Getting and Cleaning Data Course Project/Coursera Data Science Specialization

Getting and Cleaning Data Course Project


Note The code blocks used in the README are for illustration only & are incomplete. Please refer to the script for complete implementation.

This script assumes that the Samsung data is in your working directory(unzipped).

Here's a step by step explanation of how the script works along with the line numbers.

Imports necessary packages(lines[2:3])

Package reshape2 need to be imported to use melt and dcast functions used for creating tidy data at the end of the script.

Read column names for the measurement data(lines[6])

Reads the column names from features.txt to be used with read.table() while reading measurement data.

cNames <- read.table(file = 'UCI HAR Dataset/features.txt')
Read the training and test data sets(lines[8:16])

Reads the measurement, activity and subject data using read.table(). Please note that we are using column names stored in cNames variable while reading the measurement data.

Merging the training and test data sets(lines[20:22])

Using rbind, we are merging the corresponding training and test data sets.

Extracting the measurements based on the mean and standard

We use grep here to identify and retrieve any measurements with mean or standard deviation. Note that we are selecting any coulmns with either lowercase mean or std in it.

grep('mean|std', names(x = measurement), value = TRUE)
Adding descriptive activity names(lines[29:34])
activity$V1[activity$V1 == 1] <- 'WALKING'

The code is pretty much self explanatory to what it is doing here.

Adding descriptive variable names(lines[37:45])

Using gsub, we are modifying the variable names as per the descriptions provided with features_info.txt.

Merging the subject and activity columns with measurement
mergedData <- cbind(meanStdColumns, activity, subject)

Uses cbind. Code is self explanatory.

Making a tidy data set and writing to a txt file(lines[55:59])

We use the melt and dcast functions from the reshape2 package we imported earlier to create a tidy data set with the average of each variable for each activity and each subject. Finally we use the write.table() funtion with row.names set to FALSE to create a tidydataset.txt.

meltedData <- melt(data = mergedData, id = c('subject', 'activity'))
tidyData <- dcast(data = meltedData, formula = subject + activity ~ variable, mean)

write.table(x = tidyData, file = 'tidydataset.txt', row.names = FALSE)  

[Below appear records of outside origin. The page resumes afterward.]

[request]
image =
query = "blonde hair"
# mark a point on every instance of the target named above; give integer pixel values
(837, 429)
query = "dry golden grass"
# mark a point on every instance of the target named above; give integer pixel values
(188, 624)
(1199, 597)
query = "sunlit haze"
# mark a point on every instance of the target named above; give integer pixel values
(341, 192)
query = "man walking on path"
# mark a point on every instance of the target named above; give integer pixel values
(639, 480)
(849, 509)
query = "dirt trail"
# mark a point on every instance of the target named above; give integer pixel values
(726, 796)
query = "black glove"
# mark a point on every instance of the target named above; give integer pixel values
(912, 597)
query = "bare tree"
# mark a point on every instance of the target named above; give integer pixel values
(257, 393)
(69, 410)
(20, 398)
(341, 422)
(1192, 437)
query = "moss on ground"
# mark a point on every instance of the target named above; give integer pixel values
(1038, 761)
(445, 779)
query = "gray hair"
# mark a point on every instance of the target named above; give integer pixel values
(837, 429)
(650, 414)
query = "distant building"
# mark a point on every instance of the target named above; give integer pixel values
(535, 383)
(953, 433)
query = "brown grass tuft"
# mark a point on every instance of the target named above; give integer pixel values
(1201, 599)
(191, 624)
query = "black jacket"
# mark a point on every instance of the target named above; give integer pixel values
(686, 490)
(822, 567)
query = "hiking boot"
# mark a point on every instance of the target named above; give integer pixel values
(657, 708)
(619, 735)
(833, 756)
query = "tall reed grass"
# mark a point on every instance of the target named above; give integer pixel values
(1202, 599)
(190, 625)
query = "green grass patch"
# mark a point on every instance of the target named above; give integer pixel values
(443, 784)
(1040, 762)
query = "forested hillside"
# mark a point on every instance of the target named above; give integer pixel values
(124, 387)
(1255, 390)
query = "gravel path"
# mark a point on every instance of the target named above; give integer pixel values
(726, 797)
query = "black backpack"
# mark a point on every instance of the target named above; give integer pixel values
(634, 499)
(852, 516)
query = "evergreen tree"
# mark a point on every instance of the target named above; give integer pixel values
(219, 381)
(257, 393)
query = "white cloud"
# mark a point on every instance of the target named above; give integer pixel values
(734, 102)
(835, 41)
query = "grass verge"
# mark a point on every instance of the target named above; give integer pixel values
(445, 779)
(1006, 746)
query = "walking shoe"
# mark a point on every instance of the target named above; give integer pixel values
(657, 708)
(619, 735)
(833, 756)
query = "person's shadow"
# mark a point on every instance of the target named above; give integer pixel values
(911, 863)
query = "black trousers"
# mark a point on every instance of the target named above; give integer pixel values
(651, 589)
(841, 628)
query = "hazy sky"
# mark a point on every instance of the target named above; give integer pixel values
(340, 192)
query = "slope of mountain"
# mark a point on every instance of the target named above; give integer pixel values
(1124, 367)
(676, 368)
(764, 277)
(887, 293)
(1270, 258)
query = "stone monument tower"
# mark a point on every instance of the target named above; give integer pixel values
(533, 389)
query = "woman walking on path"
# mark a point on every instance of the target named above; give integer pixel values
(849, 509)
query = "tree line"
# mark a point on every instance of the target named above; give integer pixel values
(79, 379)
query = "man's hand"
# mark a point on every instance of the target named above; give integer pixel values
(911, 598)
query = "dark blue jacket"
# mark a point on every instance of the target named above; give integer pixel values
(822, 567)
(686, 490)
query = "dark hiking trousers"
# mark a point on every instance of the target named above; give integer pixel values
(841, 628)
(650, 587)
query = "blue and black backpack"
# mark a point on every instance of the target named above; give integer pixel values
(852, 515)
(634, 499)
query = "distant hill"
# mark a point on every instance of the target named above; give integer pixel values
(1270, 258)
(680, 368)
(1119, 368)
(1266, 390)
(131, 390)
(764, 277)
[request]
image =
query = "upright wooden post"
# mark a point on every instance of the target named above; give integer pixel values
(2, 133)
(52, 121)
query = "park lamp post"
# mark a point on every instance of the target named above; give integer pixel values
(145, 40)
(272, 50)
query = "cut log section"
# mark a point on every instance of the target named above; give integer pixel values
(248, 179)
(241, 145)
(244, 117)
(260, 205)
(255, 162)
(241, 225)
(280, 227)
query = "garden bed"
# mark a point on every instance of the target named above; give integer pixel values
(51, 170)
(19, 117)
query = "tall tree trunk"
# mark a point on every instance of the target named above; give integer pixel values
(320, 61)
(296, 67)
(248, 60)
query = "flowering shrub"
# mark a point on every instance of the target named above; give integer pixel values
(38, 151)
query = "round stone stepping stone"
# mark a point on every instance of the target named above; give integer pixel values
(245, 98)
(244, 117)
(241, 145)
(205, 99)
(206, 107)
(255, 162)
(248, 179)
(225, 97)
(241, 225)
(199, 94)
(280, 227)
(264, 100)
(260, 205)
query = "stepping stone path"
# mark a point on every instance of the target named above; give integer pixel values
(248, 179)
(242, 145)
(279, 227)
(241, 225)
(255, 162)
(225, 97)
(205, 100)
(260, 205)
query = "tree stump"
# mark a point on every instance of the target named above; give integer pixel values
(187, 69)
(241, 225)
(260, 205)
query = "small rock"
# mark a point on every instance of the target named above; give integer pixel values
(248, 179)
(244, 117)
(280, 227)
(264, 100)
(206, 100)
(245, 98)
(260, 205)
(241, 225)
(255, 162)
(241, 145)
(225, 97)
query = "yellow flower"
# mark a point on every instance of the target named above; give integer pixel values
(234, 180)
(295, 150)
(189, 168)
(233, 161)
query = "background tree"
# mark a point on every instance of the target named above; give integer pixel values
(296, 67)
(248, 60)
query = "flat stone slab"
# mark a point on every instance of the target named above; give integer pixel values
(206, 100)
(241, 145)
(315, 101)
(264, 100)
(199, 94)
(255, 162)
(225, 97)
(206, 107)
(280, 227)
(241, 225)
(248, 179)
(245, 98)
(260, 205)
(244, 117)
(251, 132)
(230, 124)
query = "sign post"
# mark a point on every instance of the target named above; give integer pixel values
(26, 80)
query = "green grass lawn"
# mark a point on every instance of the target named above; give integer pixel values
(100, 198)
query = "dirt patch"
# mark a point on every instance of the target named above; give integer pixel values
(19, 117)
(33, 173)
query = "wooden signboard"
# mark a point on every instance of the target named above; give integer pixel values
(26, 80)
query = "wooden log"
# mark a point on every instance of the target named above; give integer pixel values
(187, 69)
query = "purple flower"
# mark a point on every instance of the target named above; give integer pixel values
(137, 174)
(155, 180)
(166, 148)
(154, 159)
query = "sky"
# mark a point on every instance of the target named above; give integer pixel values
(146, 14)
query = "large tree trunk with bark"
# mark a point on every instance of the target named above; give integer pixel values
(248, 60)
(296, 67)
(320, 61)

Reading the tidy data set uploaded to Coursera

We can use the read.table() function in the following way to produce a tidy data set in our enviornment

tidyData <- read.table('./TidyData/tidydataset.txt', header = TRUE)

If you use the dim() function on tidyData, you can see that it contains 180 observations of 81 variables. file in the repo contains descriptions of variables, data and any transformations performed to clean up the data.